Bi-Predictability: A Real-Time Signal for Monitoring LLM Interaction Integrity
Summary: arXiv:2604.13061v1 Announce Type: cross
Abstract
Large language models (LLMs) are increasingly deployed in high-stakes autonomous and interactive workflows, where reliability demands continuous, multi-turn coherence. However, current evaluation methods either rely on post-hoc semantic judges, measure unidirectional token confidence (e.g., perplexity), or require compute-intensive repeated sampling (e.g., semantic entropy). Because these techniques focus exclusively on the model’s output distribution, they cannot monitor whether the underlying interaction remains structurally coupled in real time, leaving systems vulnerable to gradual, undetected degradation.
Introduction
In the evolving landscape of artificial intelligence, particularly with the use of LLMs, the integrity of interactions is paramount. These models are often engaged in complex dialogues where the stakes are high, necessitating a robust mechanism to ensure that the conversation remains coherent and relevant throughout its duration. The traditional methods of evaluation fall short, as they do not provide real-time insight into the model’s performance.

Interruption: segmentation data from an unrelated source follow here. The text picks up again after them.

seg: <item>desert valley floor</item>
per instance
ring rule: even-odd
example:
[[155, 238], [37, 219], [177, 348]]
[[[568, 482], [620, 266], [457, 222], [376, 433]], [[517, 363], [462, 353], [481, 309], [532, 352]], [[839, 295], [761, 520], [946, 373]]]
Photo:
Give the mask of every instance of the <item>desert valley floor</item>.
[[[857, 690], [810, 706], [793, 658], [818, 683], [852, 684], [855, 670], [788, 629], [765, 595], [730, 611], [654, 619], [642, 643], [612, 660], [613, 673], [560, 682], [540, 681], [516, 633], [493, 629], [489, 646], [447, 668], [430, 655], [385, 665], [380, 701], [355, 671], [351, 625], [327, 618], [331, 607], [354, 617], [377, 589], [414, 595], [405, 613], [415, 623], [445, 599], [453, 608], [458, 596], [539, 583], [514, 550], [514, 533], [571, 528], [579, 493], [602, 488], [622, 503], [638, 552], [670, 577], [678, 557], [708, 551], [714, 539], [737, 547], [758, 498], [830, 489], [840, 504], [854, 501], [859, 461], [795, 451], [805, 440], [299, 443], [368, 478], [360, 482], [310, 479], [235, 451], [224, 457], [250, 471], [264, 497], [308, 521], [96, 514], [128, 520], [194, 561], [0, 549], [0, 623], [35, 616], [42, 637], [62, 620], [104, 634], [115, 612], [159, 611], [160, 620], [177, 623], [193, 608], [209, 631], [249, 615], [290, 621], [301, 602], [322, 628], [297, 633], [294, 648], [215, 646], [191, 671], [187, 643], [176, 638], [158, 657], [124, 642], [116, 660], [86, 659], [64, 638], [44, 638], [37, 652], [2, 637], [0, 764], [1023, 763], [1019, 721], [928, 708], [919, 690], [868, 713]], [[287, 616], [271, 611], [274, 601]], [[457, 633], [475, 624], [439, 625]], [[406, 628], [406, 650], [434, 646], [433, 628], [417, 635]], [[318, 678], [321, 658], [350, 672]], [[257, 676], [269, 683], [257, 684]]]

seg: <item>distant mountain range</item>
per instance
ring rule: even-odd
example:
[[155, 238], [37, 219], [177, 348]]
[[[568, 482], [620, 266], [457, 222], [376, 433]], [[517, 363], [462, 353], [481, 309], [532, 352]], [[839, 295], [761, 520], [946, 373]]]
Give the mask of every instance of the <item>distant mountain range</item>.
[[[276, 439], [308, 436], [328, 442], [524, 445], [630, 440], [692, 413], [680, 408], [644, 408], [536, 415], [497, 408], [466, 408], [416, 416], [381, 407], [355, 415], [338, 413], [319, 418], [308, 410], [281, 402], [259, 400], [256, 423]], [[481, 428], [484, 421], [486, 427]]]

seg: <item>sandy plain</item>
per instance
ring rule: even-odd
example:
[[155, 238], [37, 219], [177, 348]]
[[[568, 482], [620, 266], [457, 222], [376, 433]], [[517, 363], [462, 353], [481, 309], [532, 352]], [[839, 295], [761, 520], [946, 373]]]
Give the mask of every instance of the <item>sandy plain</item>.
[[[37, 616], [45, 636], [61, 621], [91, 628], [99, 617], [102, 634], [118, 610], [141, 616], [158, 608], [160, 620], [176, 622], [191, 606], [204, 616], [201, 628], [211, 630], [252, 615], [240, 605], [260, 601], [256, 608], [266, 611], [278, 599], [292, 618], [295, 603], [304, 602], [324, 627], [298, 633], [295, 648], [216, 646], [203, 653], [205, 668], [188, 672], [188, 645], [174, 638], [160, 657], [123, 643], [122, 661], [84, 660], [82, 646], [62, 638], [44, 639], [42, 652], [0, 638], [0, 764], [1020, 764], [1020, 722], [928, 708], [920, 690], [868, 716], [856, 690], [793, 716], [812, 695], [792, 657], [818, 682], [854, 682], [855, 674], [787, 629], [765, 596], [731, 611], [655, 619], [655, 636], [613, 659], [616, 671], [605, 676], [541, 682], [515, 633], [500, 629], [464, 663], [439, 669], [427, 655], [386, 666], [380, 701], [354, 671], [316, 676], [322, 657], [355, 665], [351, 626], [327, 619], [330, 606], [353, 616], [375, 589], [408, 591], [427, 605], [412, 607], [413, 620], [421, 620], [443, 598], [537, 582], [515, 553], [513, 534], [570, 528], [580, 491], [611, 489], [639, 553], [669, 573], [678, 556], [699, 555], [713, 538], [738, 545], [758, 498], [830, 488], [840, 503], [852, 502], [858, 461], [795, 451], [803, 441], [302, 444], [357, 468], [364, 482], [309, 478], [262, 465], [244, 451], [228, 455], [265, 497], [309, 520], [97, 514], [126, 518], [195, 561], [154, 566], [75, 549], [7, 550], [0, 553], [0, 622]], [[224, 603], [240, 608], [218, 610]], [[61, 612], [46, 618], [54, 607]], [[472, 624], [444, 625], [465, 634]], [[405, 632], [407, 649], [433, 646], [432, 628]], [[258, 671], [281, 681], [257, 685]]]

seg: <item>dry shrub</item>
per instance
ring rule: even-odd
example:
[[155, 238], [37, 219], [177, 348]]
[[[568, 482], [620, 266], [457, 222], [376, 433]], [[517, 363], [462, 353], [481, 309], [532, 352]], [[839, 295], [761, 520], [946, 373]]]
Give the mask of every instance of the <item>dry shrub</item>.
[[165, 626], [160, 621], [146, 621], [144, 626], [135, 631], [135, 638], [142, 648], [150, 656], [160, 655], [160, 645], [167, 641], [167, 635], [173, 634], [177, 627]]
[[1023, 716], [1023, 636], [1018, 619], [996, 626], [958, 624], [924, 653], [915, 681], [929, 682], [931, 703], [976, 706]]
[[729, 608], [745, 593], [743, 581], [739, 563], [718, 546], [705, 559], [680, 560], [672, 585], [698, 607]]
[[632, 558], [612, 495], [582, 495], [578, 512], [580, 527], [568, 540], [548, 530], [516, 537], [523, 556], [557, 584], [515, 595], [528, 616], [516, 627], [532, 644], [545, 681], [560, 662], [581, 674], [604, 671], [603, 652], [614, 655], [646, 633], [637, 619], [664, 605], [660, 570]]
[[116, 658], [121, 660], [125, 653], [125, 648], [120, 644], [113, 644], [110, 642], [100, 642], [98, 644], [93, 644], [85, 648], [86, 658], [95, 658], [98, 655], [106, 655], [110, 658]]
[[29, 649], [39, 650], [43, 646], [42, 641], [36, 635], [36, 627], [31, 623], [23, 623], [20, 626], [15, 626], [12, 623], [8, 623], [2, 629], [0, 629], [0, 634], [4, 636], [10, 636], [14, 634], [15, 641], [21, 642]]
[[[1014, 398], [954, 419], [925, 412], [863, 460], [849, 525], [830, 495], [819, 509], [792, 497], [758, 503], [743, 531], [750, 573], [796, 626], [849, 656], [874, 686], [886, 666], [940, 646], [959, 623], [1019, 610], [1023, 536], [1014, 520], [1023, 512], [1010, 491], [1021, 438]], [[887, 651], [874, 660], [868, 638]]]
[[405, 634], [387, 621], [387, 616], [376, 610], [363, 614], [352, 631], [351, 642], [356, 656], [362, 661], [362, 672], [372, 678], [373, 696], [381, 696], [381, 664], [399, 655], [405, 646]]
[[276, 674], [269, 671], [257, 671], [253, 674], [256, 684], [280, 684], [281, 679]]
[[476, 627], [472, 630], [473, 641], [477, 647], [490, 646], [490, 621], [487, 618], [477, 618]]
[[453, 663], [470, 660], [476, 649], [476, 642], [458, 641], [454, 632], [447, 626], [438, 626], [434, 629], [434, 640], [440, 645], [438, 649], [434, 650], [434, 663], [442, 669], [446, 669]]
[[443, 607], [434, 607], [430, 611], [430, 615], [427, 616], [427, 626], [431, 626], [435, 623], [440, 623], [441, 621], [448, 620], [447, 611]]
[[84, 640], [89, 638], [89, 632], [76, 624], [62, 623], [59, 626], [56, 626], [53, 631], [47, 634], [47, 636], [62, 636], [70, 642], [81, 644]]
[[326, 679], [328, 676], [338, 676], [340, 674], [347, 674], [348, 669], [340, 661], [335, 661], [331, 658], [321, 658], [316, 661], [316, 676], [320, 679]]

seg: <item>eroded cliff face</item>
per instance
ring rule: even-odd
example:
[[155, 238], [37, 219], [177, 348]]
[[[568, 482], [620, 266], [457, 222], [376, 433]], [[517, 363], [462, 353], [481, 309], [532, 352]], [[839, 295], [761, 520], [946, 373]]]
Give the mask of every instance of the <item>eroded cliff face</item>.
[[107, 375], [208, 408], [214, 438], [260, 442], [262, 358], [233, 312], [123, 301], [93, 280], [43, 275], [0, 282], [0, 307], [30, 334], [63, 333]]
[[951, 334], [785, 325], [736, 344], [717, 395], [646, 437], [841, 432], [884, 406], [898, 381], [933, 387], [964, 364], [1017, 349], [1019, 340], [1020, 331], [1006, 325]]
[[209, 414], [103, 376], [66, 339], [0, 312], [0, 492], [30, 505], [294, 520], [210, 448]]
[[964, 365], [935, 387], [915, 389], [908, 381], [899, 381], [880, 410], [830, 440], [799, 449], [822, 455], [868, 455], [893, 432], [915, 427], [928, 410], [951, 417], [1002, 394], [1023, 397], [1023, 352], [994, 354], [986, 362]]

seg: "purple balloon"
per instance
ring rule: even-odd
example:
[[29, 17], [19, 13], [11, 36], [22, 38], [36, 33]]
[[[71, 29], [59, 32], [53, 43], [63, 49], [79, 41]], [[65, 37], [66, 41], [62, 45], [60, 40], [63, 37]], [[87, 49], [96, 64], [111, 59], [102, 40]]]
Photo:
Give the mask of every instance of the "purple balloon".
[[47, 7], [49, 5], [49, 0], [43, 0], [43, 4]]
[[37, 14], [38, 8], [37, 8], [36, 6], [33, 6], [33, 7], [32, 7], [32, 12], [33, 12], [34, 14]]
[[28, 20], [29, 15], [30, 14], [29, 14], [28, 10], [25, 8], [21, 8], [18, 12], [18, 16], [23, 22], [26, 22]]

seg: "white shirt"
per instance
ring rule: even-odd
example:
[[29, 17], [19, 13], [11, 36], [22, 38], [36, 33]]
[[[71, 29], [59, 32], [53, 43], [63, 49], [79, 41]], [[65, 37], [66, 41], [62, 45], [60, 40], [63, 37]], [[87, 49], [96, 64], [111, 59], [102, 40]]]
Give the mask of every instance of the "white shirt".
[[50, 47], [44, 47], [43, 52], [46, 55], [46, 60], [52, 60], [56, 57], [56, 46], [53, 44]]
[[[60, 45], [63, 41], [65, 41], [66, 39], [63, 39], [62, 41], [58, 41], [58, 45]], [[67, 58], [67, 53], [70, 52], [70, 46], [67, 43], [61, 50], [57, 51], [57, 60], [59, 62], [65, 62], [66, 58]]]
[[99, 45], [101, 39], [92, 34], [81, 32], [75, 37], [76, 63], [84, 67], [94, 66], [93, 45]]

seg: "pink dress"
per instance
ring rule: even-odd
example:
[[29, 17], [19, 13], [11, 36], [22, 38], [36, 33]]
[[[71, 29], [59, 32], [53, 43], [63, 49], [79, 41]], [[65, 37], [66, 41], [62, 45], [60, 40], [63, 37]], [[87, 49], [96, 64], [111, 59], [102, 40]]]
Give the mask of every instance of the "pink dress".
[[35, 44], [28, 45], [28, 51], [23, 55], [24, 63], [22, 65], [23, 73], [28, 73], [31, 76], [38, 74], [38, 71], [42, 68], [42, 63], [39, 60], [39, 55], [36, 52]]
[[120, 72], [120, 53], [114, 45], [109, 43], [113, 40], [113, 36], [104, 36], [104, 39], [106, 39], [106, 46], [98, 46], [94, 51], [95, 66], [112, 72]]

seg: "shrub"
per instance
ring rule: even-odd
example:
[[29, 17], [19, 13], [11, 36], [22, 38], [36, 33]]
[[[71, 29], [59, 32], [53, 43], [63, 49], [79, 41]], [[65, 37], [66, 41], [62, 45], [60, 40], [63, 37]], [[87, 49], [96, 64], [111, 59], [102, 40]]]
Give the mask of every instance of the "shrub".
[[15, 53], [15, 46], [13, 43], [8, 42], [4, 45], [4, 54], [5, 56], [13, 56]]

Introducing Bi-Predictability
This article presents a novel approach to monitoring interaction integrity through a metric known as bi-predictability (P). This measure is derived from fundamental information theory and can be computed directly from raw token frequency statistics, allowing for real-time assessment of multi-turn interactions.
Information Digital Twin (IDT)
The IDT is a lightweight architecture designed to estimate bi-predictability across the context-response-next prompt loop without relying on secondary inference or embeddings. This innovation opens up new possibilities for effectively monitoring the integrity of LLM interactions.
Key Findings
- The IDT was tested across 4,500 conversational turns between a student model and three frontier teacher models.
- It successfully detected injected disruptions with 100% sensitivity, showcasing its effectiveness in real-time monitoring.
- Interestingly, the study revealed a significant divergence between structural coupling and semantic quality. Bi-predictability aligned with structural consistency in 85% of conditions, yet it only matched semantic judge scores in 44% of cases.
Silent Uncoupling
These findings expose a critical phenomenon known as “silent uncoupling,” where LLMs can generate high-scoring outputs while the conversational context deteriorates. This disconnect highlights the necessity for robust structural monitoring independent of semantic evaluation.
Conclusion
By decoupling structural monitoring from semantic assessment, the IDT presents a scalable and computationally efficient solution for real-time AI assurance and closed-loop regulation. This advancement not only enhances the reliability of LLMs in high-stakes scenarios but also paves the way for future developments in AI interaction integrity.
Future Work
As the technology evolves, further research will be essential to refine these methods and explore their applications across various domains. The potential for improved reliability in AI systems through bi-predictability monitoring represents a significant leap forward in the field.